「ツーリングでドコドコというエンジンの鼓動を楽しみたいけれど遅いバイクはイヤだ」という心の声。
アンチ・メジャーということで避けていたDUCATIですが「速い2気筒がほしい」となると外せないようです。「ドゥカティ東名名古屋」さんでDUCATI MONSTER S2Rを見せていただきました。「バイク選び 2006 - Session 1」で(よくわからないながら)選んだうちの1台です。片側にまとめたマフラーがかっこいい!
これまでCB1300やトライアンフ、ハーレー、モトグッチに乗ってみて、わたしの気持ちのなかで重量級バイクは気が重くなることに気がつきました。走り出してしまえば快適なのですが、引っ張り出すのが億劫になりそう。その点、いまルッソにあるNS400Rや250TRは気軽です。
MONSTER S2Rは足付きもいいし、空冷L型2気筒 803ccで乾燥重量173kgと軽い。この試乗車はアップハンドルに換えてあるので街乗りにも使えそう。Lツインは結構振動もあるけれど、思ったより力強いエンジンです。6速ミッションを3速で回すと「オーーーっと」な速度(笑)が出ました。馴れていないので交差点で左折するたびにドキドキしましたが、基本的に乗りやすいバイクだと思います。

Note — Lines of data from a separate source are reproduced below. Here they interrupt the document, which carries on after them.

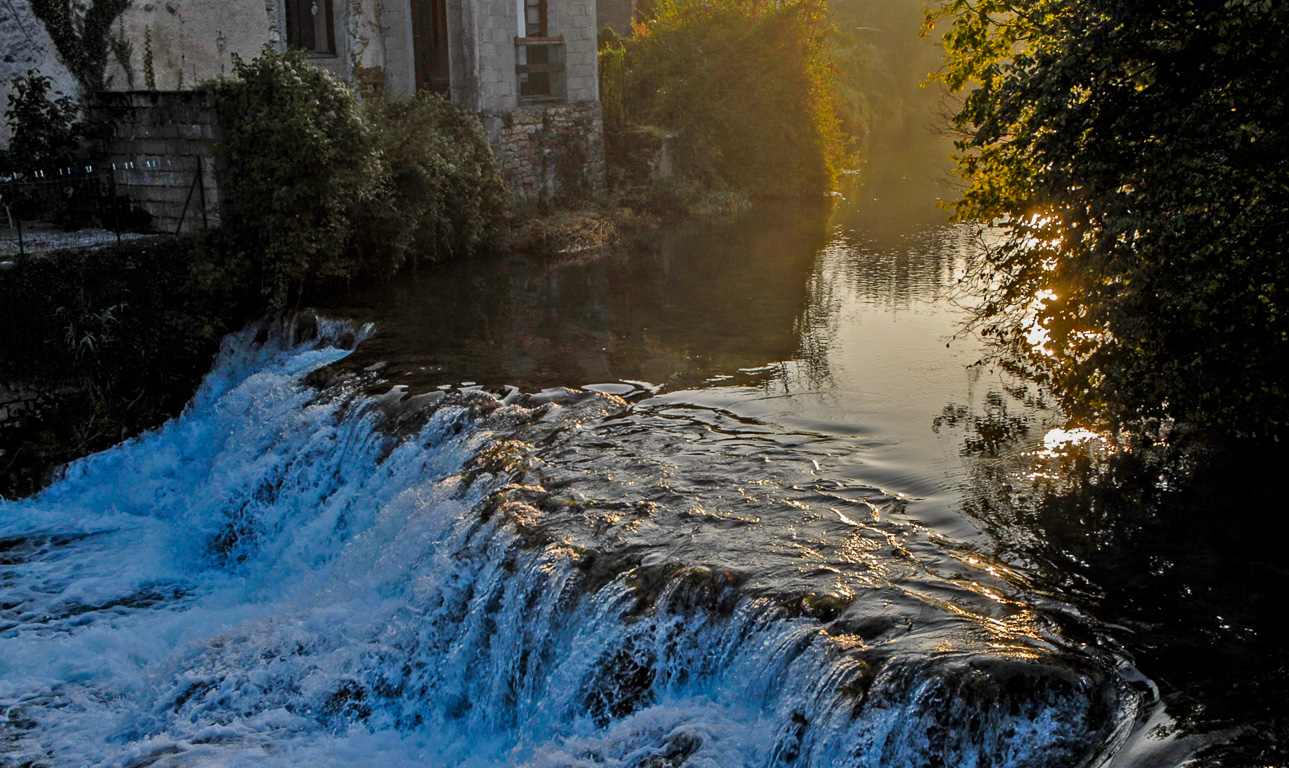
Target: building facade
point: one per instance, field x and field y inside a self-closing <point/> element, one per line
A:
<point x="526" y="66"/>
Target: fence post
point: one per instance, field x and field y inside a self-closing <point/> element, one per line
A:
<point x="201" y="192"/>
<point x="187" y="201"/>
<point x="17" y="222"/>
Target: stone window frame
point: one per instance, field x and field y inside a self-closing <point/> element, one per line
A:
<point x="539" y="56"/>
<point x="335" y="36"/>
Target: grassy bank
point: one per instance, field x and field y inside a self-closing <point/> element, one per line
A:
<point x="116" y="339"/>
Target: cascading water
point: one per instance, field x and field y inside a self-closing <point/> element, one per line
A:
<point x="295" y="572"/>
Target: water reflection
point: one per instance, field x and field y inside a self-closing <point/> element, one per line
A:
<point x="697" y="302"/>
<point x="1180" y="554"/>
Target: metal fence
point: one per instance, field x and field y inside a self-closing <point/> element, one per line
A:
<point x="88" y="205"/>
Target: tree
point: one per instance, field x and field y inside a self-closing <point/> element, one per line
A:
<point x="1136" y="159"/>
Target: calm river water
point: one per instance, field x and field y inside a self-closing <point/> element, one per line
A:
<point x="732" y="498"/>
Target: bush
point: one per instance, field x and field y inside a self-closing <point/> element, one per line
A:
<point x="45" y="132"/>
<point x="442" y="193"/>
<point x="300" y="163"/>
<point x="1137" y="159"/>
<point x="750" y="88"/>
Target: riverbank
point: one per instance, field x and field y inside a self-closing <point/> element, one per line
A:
<point x="105" y="344"/>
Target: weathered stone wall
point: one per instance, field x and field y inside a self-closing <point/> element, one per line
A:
<point x="549" y="153"/>
<point x="493" y="25"/>
<point x="159" y="141"/>
<point x="22" y="405"/>
<point x="576" y="22"/>
<point x="616" y="14"/>
<point x="195" y="40"/>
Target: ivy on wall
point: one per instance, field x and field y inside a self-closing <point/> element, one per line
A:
<point x="83" y="36"/>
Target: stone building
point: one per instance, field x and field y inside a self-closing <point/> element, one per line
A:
<point x="526" y="66"/>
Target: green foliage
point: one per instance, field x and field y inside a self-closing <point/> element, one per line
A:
<point x="45" y="130"/>
<point x="442" y="192"/>
<point x="81" y="32"/>
<point x="123" y="50"/>
<point x="120" y="336"/>
<point x="321" y="190"/>
<point x="132" y="317"/>
<point x="300" y="164"/>
<point x="750" y="86"/>
<point x="1137" y="159"/>
<point x="150" y="74"/>
<point x="612" y="79"/>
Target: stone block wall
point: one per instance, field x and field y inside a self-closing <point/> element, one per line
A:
<point x="159" y="142"/>
<point x="22" y="405"/>
<point x="549" y="153"/>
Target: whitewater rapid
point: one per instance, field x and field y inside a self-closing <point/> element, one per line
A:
<point x="295" y="572"/>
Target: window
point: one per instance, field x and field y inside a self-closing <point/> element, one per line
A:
<point x="539" y="57"/>
<point x="310" y="26"/>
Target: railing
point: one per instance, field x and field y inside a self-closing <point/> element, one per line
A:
<point x="88" y="205"/>
<point x="540" y="70"/>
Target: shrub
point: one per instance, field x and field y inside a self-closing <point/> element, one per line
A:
<point x="442" y="192"/>
<point x="1137" y="160"/>
<point x="749" y="85"/>
<point x="300" y="163"/>
<point x="322" y="190"/>
<point x="45" y="130"/>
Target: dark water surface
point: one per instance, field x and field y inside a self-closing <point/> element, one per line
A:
<point x="735" y="496"/>
<point x="830" y="335"/>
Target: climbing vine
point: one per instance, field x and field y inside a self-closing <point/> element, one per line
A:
<point x="83" y="36"/>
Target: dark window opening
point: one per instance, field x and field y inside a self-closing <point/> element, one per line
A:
<point x="540" y="67"/>
<point x="310" y="26"/>
<point x="429" y="45"/>
<point x="534" y="18"/>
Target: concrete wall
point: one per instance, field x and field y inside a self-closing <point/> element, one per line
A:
<point x="186" y="41"/>
<point x="157" y="141"/>
<point x="549" y="153"/>
<point x="22" y="405"/>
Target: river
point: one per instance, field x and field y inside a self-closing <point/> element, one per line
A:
<point x="732" y="498"/>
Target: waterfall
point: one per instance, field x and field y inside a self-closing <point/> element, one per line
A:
<point x="294" y="572"/>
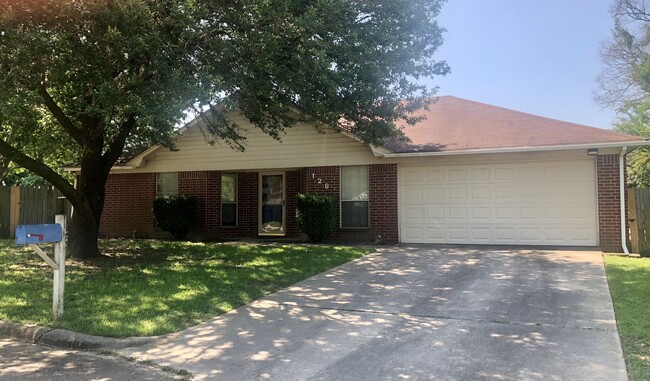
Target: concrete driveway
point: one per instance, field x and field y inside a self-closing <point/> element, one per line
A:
<point x="418" y="313"/>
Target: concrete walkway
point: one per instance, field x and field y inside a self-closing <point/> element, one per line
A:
<point x="417" y="313"/>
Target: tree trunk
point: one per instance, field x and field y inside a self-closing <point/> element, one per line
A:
<point x="84" y="231"/>
<point x="87" y="210"/>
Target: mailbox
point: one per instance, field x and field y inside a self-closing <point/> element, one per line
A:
<point x="35" y="234"/>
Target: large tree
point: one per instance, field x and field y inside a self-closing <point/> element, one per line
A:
<point x="109" y="74"/>
<point x="625" y="80"/>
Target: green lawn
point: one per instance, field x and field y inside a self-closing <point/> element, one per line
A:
<point x="145" y="287"/>
<point x="629" y="283"/>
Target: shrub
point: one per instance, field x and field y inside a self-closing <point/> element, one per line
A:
<point x="175" y="214"/>
<point x="316" y="215"/>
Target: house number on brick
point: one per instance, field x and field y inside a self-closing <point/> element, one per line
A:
<point x="320" y="181"/>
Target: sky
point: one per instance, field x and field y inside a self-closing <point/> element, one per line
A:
<point x="536" y="56"/>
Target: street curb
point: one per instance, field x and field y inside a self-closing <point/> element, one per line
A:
<point x="63" y="338"/>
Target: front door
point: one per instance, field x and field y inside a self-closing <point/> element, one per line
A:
<point x="272" y="213"/>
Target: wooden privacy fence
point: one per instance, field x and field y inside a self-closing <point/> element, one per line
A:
<point x="638" y="214"/>
<point x="20" y="206"/>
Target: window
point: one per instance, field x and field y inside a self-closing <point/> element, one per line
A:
<point x="354" y="197"/>
<point x="228" y="199"/>
<point x="167" y="183"/>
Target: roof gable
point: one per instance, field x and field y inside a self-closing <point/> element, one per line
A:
<point x="455" y="124"/>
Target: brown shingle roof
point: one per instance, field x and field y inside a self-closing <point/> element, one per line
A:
<point x="455" y="124"/>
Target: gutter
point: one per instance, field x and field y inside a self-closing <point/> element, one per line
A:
<point x="621" y="168"/>
<point x="515" y="149"/>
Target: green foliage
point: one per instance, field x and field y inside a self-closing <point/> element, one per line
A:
<point x="625" y="81"/>
<point x="97" y="76"/>
<point x="630" y="289"/>
<point x="175" y="214"/>
<point x="634" y="119"/>
<point x="147" y="287"/>
<point x="316" y="215"/>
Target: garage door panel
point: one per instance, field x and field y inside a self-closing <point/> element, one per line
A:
<point x="481" y="214"/>
<point x="457" y="175"/>
<point x="542" y="203"/>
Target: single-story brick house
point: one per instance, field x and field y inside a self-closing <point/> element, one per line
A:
<point x="472" y="174"/>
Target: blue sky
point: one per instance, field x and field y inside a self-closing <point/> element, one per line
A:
<point x="537" y="56"/>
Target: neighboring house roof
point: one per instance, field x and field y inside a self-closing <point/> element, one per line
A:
<point x="455" y="124"/>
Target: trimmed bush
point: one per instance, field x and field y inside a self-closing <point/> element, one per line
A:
<point x="175" y="214"/>
<point x="316" y="215"/>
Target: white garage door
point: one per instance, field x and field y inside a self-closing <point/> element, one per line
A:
<point x="538" y="203"/>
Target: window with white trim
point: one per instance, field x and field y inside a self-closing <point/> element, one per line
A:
<point x="354" y="197"/>
<point x="228" y="199"/>
<point x="166" y="183"/>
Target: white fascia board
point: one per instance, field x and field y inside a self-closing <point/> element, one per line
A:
<point x="629" y="144"/>
<point x="78" y="169"/>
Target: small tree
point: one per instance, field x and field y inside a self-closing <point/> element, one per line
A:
<point x="175" y="214"/>
<point x="316" y="214"/>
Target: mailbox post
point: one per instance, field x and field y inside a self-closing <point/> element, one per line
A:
<point x="33" y="235"/>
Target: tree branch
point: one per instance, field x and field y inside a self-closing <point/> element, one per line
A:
<point x="40" y="169"/>
<point x="116" y="146"/>
<point x="60" y="116"/>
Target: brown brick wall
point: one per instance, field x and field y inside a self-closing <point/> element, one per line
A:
<point x="204" y="185"/>
<point x="382" y="204"/>
<point x="609" y="203"/>
<point x="129" y="203"/>
<point x="128" y="207"/>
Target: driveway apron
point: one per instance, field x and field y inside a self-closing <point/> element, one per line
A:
<point x="417" y="313"/>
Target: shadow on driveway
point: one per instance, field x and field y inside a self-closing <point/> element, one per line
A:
<point x="419" y="313"/>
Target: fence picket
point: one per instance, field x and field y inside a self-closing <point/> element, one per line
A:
<point x="5" y="211"/>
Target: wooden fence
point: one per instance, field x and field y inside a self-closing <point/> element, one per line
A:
<point x="638" y="214"/>
<point x="20" y="206"/>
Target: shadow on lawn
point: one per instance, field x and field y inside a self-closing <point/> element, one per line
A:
<point x="454" y="313"/>
<point x="144" y="288"/>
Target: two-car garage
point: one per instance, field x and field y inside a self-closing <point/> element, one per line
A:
<point x="541" y="202"/>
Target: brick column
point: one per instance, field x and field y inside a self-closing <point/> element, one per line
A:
<point x="609" y="203"/>
<point x="383" y="203"/>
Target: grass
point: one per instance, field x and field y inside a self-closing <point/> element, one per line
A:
<point x="145" y="288"/>
<point x="629" y="283"/>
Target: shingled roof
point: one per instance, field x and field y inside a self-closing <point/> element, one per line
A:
<point x="455" y="124"/>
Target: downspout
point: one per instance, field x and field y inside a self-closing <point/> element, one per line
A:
<point x="621" y="168"/>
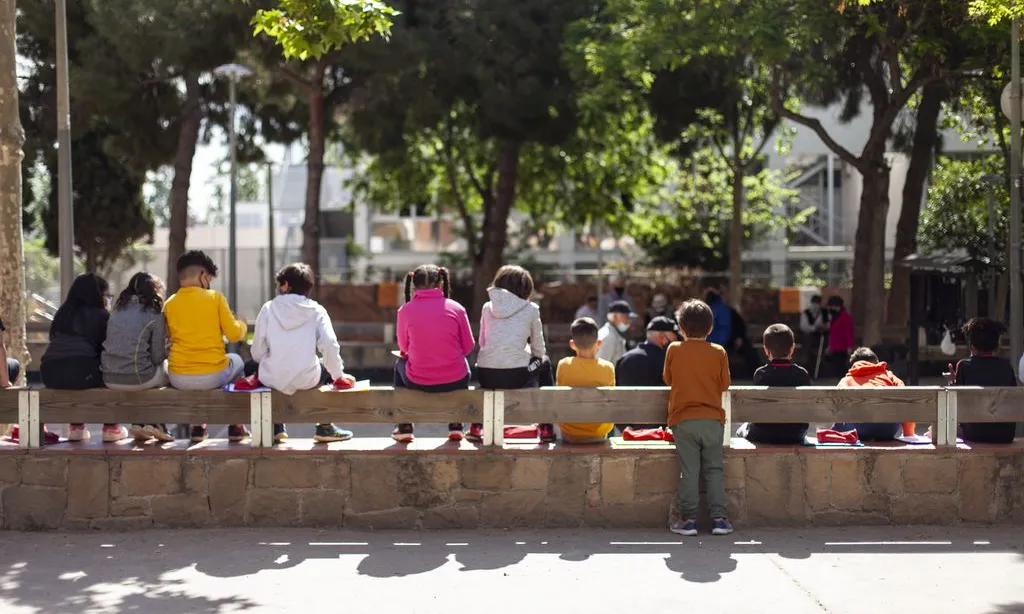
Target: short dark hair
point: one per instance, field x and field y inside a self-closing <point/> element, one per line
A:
<point x="779" y="341"/>
<point x="983" y="334"/>
<point x="584" y="333"/>
<point x="695" y="318"/>
<point x="515" y="279"/>
<point x="299" y="277"/>
<point x="863" y="355"/>
<point x="195" y="260"/>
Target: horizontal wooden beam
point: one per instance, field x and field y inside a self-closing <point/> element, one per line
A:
<point x="379" y="405"/>
<point x="181" y="406"/>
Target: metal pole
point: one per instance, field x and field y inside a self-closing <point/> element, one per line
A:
<point x="1016" y="300"/>
<point x="232" y="277"/>
<point x="269" y="231"/>
<point x="66" y="213"/>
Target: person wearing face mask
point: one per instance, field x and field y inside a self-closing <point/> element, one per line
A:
<point x="612" y="334"/>
<point x="616" y="294"/>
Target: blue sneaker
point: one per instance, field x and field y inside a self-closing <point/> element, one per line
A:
<point x="686" y="527"/>
<point x="329" y="433"/>
<point x="721" y="526"/>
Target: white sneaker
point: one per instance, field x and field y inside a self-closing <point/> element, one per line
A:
<point x="78" y="433"/>
<point x="115" y="433"/>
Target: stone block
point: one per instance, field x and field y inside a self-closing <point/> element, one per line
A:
<point x="143" y="477"/>
<point x="272" y="508"/>
<point x="399" y="519"/>
<point x="530" y="473"/>
<point x="493" y="472"/>
<point x="455" y="517"/>
<point x="130" y="506"/>
<point x="228" y="481"/>
<point x="323" y="508"/>
<point x="978" y="492"/>
<point x="848" y="484"/>
<point x="180" y="511"/>
<point x="33" y="508"/>
<point x="334" y="474"/>
<point x="930" y="474"/>
<point x="885" y="473"/>
<point x="512" y="509"/>
<point x="88" y="487"/>
<point x="817" y="481"/>
<point x="8" y="470"/>
<point x="774" y="489"/>
<point x="287" y="473"/>
<point x="656" y="475"/>
<point x="375" y="484"/>
<point x="44" y="472"/>
<point x="925" y="509"/>
<point x="617" y="480"/>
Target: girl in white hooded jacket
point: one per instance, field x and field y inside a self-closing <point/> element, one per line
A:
<point x="290" y="332"/>
<point x="512" y="350"/>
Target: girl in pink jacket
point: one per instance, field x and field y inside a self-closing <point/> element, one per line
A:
<point x="434" y="339"/>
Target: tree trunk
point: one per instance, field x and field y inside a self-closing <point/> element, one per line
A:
<point x="926" y="136"/>
<point x="491" y="254"/>
<point x="736" y="236"/>
<point x="869" y="250"/>
<point x="11" y="246"/>
<point x="190" y="121"/>
<point x="314" y="173"/>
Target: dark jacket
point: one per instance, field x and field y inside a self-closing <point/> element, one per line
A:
<point x="641" y="366"/>
<point x="781" y="374"/>
<point x="993" y="371"/>
<point x="83" y="342"/>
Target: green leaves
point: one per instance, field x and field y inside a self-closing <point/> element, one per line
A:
<point x="307" y="29"/>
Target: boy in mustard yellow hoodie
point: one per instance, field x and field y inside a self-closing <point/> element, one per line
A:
<point x="698" y="374"/>
<point x="198" y="321"/>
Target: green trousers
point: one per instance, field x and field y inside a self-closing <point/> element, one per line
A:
<point x="698" y="444"/>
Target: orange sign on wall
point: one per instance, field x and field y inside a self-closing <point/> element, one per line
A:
<point x="788" y="300"/>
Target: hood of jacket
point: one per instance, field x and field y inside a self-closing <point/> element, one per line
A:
<point x="505" y="304"/>
<point x="292" y="311"/>
<point x="872" y="374"/>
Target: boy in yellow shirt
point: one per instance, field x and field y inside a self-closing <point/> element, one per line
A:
<point x="698" y="374"/>
<point x="198" y="321"/>
<point x="585" y="370"/>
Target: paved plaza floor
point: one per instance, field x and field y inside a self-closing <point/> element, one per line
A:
<point x="843" y="570"/>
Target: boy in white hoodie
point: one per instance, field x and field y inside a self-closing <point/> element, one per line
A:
<point x="290" y="332"/>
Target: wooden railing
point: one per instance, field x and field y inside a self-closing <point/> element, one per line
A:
<point x="942" y="407"/>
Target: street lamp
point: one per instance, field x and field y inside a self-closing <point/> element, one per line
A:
<point x="235" y="73"/>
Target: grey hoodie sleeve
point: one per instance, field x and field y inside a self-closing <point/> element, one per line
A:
<point x="158" y="340"/>
<point x="538" y="348"/>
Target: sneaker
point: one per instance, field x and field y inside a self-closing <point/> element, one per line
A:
<point x="139" y="433"/>
<point x="475" y="433"/>
<point x="159" y="432"/>
<point x="721" y="526"/>
<point x="684" y="527"/>
<point x="78" y="433"/>
<point x="329" y="433"/>
<point x="455" y="431"/>
<point x="199" y="433"/>
<point x="237" y="433"/>
<point x="402" y="433"/>
<point x="547" y="433"/>
<point x="280" y="434"/>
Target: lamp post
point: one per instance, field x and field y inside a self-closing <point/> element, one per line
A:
<point x="66" y="213"/>
<point x="235" y="73"/>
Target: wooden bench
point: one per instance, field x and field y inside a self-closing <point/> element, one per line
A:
<point x="943" y="407"/>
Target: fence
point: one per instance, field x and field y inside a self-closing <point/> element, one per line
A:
<point x="943" y="407"/>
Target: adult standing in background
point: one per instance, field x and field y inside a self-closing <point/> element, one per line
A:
<point x="615" y="294"/>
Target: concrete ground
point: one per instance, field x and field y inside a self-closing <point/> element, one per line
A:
<point x="844" y="570"/>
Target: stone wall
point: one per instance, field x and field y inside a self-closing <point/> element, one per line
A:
<point x="505" y="488"/>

メーターは丸型の速度計と回転計の間にインジケータ類が納まっているというオーソドックスなもの。凝ったメーターは要りません。マレリのメーターにブレンボのブレーキ。「これもイタ車なんだな」と思ったら、急にホッとしました。DUCATIもMONSTERならばスッと違和感なく入っていくことができそう。馴れないとギクシャクするから、スムーズに転がすことができるよう上達する余地が楽しみでもあります。
試乗コースがルッソ前を通るので記念撮影しました。シングルシート風ですが、リアカウルを外せばタンデムもOK。
空冷のS2Rに対して「水冷のS4Rにも乗ってみてください」ということでテスタストレッタにも乗せていただいました。こちらは水冷L型2気筒 998ccで乾燥重量177kg。ノーマルハンドルなのでかなり前傾姿勢になります。峠ではよいかもしれませんが街乗りはつらい。
クラッチがS2Rは湿式なのに対してS4Rは乾式。半クラッチがほとんど使えないので気をつけないと飛び出します。それくらいパワーがある。たしかにS2Rに比べると回転が滑らかですが2気筒らしさは十分あります。信号待ちでクラッチレバーを握っていたらS2Rよりもかなり重い。軽くするキットもあるそうですが、S2Rほど軽くはならないみたい。大パワーを受け止めるには乾式クラッチのほうが向いているのでしょうけれど、わたしは湿式のほうが気軽なので好みです。
速さとカッコよさではS4RS テスタストレッタに軍配が上がりますが、クラッチとエンジンの熱(かなり暑い)が難点。個人的にはMONSTER S2Rのほうが永く付き合えそうです。言ってしまえば「2気筒のナナハン」クラス。今日気づいたのですが、わたしが乗りたいのは「単車」であって「マシン」ではないのです。モンスターはまだ単車と呼べるような気がします。